Nell’occasione anche la galleria d’arte subisce un radicale cambiamento poiché si trasforma, essa stessa, in una grande vetrina, che mette in mostra dei corpi femminili artificiali riconoscendoli sia come opere d’arte che come prodotti commerciali. L’intero spazio diventa duplicemente ambivalente perché i visitatori dividono la scena con i manichini, in un ambiente che si trasforma rapidamente da galleria in vetrina e ancora in strada cittadina, in una forma di continuità, in cui il carattere distintivo ed autonomo dei singoli elementi si annulla. Questo effetto è enfatizzato dall’illuminazione progettata appositamente da Man Ray, che prevede l’uso esclusivo di torce, che vengono consegnate ad ogni visitatore all’entrata, creando un effetto particolarmente suggestivo all’interno dei vari spazi. La galleria, i suoi abitanti, e gli stessi visitatori sono immersi nel buio e appaiono per pochi secondi sotto il passaggio del fascio di luce delle torce, andando a creare un’esperienza ancora più surreale.
I manichini surrealisti hanno un impatto rilevante non solo sulla comunità artistica dell’epoca. Richiamano, infatti, anche l’attenzione di numerosi fotografi che immortalano le sedici “signorine” in diversi ambienti, rafforzando ancora di più il desiderio degli artisti di liberarle dalla gabbia della vetrina. Raoul Ubac, ad esempio, le immortala in una specie di parata, mentre Man Ray fotografa il manichino di Salvador Dalí in una scena interna surrealista.
Ma, a partire da questa esposizione, la vetrina rappresenterà uno scenario privilegiato per installazioni volte a sviluppare un legame tra espressività artistica e necessità commerciali.

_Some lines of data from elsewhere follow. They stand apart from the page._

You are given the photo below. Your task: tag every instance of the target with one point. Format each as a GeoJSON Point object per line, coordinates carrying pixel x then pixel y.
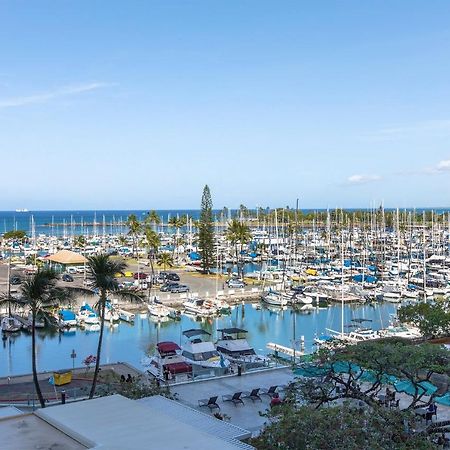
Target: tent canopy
{"type": "Point", "coordinates": [67, 257]}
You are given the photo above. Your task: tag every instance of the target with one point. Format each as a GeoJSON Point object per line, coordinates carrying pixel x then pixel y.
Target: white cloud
{"type": "Point", "coordinates": [362, 179]}
{"type": "Point", "coordinates": [440, 167]}
{"type": "Point", "coordinates": [427, 128]}
{"type": "Point", "coordinates": [50, 95]}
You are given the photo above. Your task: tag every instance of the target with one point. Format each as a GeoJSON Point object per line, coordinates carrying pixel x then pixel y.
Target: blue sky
{"type": "Point", "coordinates": [107, 104]}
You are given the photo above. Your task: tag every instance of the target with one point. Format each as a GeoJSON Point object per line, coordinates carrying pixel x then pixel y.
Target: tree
{"type": "Point", "coordinates": [134, 227]}
{"type": "Point", "coordinates": [360, 371]}
{"type": "Point", "coordinates": [165, 260]}
{"type": "Point", "coordinates": [101, 272]}
{"type": "Point", "coordinates": [153, 242]}
{"type": "Point", "coordinates": [341, 427]}
{"type": "Point", "coordinates": [40, 295]}
{"type": "Point", "coordinates": [239, 233]}
{"type": "Point", "coordinates": [206, 231]}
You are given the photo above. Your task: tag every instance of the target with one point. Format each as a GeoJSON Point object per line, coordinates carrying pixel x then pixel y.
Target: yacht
{"type": "Point", "coordinates": [237, 350]}
{"type": "Point", "coordinates": [10, 325]}
{"type": "Point", "coordinates": [274, 298]}
{"type": "Point", "coordinates": [199, 307]}
{"type": "Point", "coordinates": [158, 310]}
{"type": "Point", "coordinates": [87, 315]}
{"type": "Point", "coordinates": [202, 355]}
{"type": "Point", "coordinates": [167, 362]}
{"type": "Point", "coordinates": [67, 318]}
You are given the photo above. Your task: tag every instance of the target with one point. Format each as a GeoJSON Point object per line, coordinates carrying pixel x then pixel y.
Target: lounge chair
{"type": "Point", "coordinates": [211, 403]}
{"type": "Point", "coordinates": [253, 395]}
{"type": "Point", "coordinates": [270, 392]}
{"type": "Point", "coordinates": [235, 398]}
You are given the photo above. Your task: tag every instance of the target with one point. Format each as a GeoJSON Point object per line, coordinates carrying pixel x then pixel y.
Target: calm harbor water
{"type": "Point", "coordinates": [125, 342]}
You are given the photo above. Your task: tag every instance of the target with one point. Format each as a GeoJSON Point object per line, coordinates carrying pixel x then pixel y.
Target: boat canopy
{"type": "Point", "coordinates": [232, 330]}
{"type": "Point", "coordinates": [195, 332]}
{"type": "Point", "coordinates": [167, 347]}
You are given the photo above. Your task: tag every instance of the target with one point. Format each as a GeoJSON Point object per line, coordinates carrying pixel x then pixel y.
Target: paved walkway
{"type": "Point", "coordinates": [246, 416]}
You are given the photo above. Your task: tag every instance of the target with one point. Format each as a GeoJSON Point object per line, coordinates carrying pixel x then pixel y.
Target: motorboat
{"type": "Point", "coordinates": [199, 307]}
{"type": "Point", "coordinates": [87, 315]}
{"type": "Point", "coordinates": [10, 325]}
{"type": "Point", "coordinates": [274, 298]}
{"type": "Point", "coordinates": [111, 315]}
{"type": "Point", "coordinates": [67, 318]}
{"type": "Point", "coordinates": [237, 350]}
{"type": "Point", "coordinates": [168, 362]}
{"type": "Point", "coordinates": [202, 355]}
{"type": "Point", "coordinates": [158, 310]}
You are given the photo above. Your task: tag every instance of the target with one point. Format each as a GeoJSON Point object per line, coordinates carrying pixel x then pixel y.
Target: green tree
{"type": "Point", "coordinates": [239, 233]}
{"type": "Point", "coordinates": [165, 260]}
{"type": "Point", "coordinates": [294, 427]}
{"type": "Point", "coordinates": [153, 242]}
{"type": "Point", "coordinates": [206, 231]}
{"type": "Point", "coordinates": [40, 295]}
{"type": "Point", "coordinates": [101, 272]}
{"type": "Point", "coordinates": [134, 228]}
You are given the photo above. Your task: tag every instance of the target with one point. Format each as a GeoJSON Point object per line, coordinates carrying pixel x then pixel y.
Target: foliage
{"type": "Point", "coordinates": [15, 234]}
{"type": "Point", "coordinates": [432, 320]}
{"type": "Point", "coordinates": [165, 260]}
{"type": "Point", "coordinates": [340, 427]}
{"type": "Point", "coordinates": [206, 231]}
{"type": "Point", "coordinates": [361, 371]}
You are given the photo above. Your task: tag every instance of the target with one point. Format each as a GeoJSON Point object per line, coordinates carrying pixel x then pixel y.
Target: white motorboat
{"type": "Point", "coordinates": [10, 325]}
{"type": "Point", "coordinates": [87, 315]}
{"type": "Point", "coordinates": [237, 350]}
{"type": "Point", "coordinates": [199, 307]}
{"type": "Point", "coordinates": [158, 310]}
{"type": "Point", "coordinates": [202, 355]}
{"type": "Point", "coordinates": [167, 363]}
{"type": "Point", "coordinates": [274, 298]}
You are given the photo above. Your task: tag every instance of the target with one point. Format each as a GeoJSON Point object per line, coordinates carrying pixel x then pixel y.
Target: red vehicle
{"type": "Point", "coordinates": [140, 276]}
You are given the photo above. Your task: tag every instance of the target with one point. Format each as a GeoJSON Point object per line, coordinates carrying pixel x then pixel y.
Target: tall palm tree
{"type": "Point", "coordinates": [40, 295]}
{"type": "Point", "coordinates": [153, 242]}
{"type": "Point", "coordinates": [165, 260]}
{"type": "Point", "coordinates": [101, 271]}
{"type": "Point", "coordinates": [239, 233]}
{"type": "Point", "coordinates": [134, 228]}
{"type": "Point", "coordinates": [153, 219]}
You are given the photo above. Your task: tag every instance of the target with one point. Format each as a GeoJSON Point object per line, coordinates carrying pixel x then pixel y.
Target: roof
{"type": "Point", "coordinates": [115, 422]}
{"type": "Point", "coordinates": [195, 332]}
{"type": "Point", "coordinates": [67, 257]}
{"type": "Point", "coordinates": [232, 330]}
{"type": "Point", "coordinates": [167, 346]}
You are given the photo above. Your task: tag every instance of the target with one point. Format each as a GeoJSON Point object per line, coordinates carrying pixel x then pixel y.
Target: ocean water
{"type": "Point", "coordinates": [77, 222]}
{"type": "Point", "coordinates": [125, 342]}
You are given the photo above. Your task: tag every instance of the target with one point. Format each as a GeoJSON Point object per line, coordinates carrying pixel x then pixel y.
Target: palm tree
{"type": "Point", "coordinates": [101, 276]}
{"type": "Point", "coordinates": [134, 227]}
{"type": "Point", "coordinates": [40, 295]}
{"type": "Point", "coordinates": [153, 219]}
{"type": "Point", "coordinates": [239, 233]}
{"type": "Point", "coordinates": [165, 259]}
{"type": "Point", "coordinates": [153, 242]}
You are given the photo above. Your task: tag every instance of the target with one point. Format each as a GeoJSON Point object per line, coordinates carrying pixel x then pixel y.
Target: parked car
{"type": "Point", "coordinates": [168, 287]}
{"type": "Point", "coordinates": [178, 288]}
{"type": "Point", "coordinates": [66, 277]}
{"type": "Point", "coordinates": [15, 280]}
{"type": "Point", "coordinates": [140, 275]}
{"type": "Point", "coordinates": [169, 276]}
{"type": "Point", "coordinates": [235, 283]}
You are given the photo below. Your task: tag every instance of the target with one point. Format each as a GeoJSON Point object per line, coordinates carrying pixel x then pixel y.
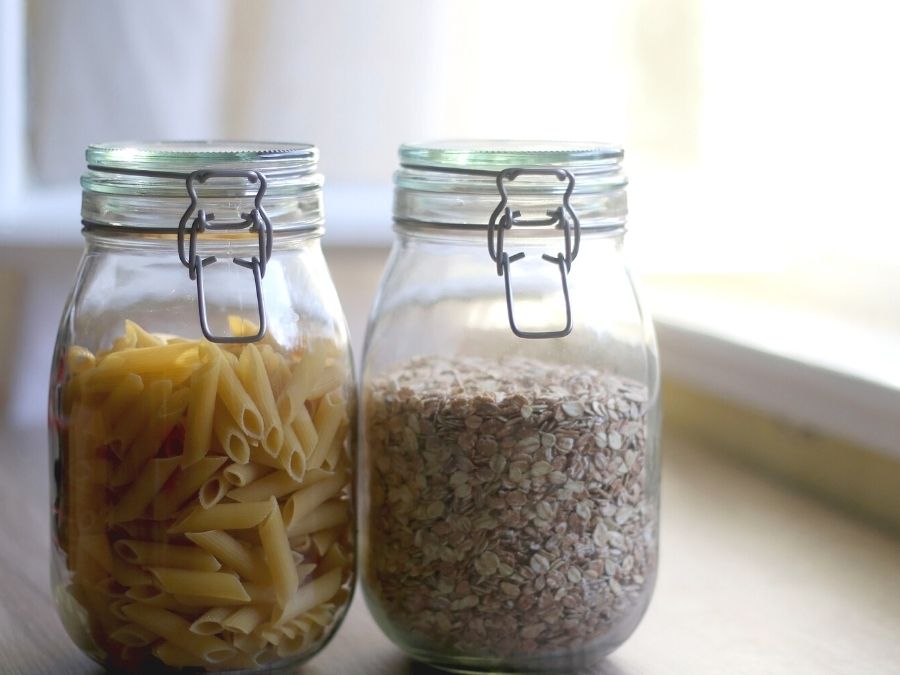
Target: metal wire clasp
{"type": "Point", "coordinates": [562, 217]}
{"type": "Point", "coordinates": [257, 221]}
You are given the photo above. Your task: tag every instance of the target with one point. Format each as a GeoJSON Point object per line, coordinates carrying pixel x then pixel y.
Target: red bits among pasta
{"type": "Point", "coordinates": [204, 515]}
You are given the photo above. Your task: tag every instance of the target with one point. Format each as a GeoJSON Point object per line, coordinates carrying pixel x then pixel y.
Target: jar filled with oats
{"type": "Point", "coordinates": [510, 420]}
{"type": "Point", "coordinates": [200, 410]}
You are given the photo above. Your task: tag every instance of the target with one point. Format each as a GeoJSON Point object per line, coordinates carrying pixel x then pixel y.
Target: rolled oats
{"type": "Point", "coordinates": [509, 508]}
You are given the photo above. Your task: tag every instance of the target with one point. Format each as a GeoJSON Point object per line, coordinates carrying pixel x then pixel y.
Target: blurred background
{"type": "Point", "coordinates": [761, 142]}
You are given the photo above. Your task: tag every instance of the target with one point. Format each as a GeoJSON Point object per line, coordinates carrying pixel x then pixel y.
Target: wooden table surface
{"type": "Point", "coordinates": [753, 579]}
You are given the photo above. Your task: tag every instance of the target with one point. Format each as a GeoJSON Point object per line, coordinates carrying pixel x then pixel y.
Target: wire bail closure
{"type": "Point", "coordinates": [256, 220]}
{"type": "Point", "coordinates": [563, 217]}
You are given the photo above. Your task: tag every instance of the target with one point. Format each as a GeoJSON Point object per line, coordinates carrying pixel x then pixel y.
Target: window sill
{"type": "Point", "coordinates": [799, 384]}
{"type": "Point", "coordinates": [826, 363]}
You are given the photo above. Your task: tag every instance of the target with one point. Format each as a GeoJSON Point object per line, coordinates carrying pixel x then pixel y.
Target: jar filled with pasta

Gene More, vetrinista presso Tiffany negli anni ‘50, contribuì a trasformare la vetrina in una piccola esperienza artistica.
Ma lo stesso Andy Wharol, ebbe occasione di sperimentare la sua espressività, attraverso lo spazio della vetrina.
Questo episodio inaugura una modalità di utilizzo di un supporto reale, il manichino, in una forma che decontestualizzando il soggetto dal suo ambito naturale, fa della realtà stessa un materiale fantastico. Questa attitudine, originata proprio dall’approccio surrealista, sarà poi adottata molto spesso nella scenografia commerciale. Si pensi, come puro riferimento esemplificativo, all’interno del negozio di Prada a Soho, in cui i manichini sono rinchiusi in gabbie metalliche sospese dal soffitto o lasciati liberi nelle ampie scalinate della famosa “vallata” di legno che caratterizza lo spazio di progettato da Khoolhas.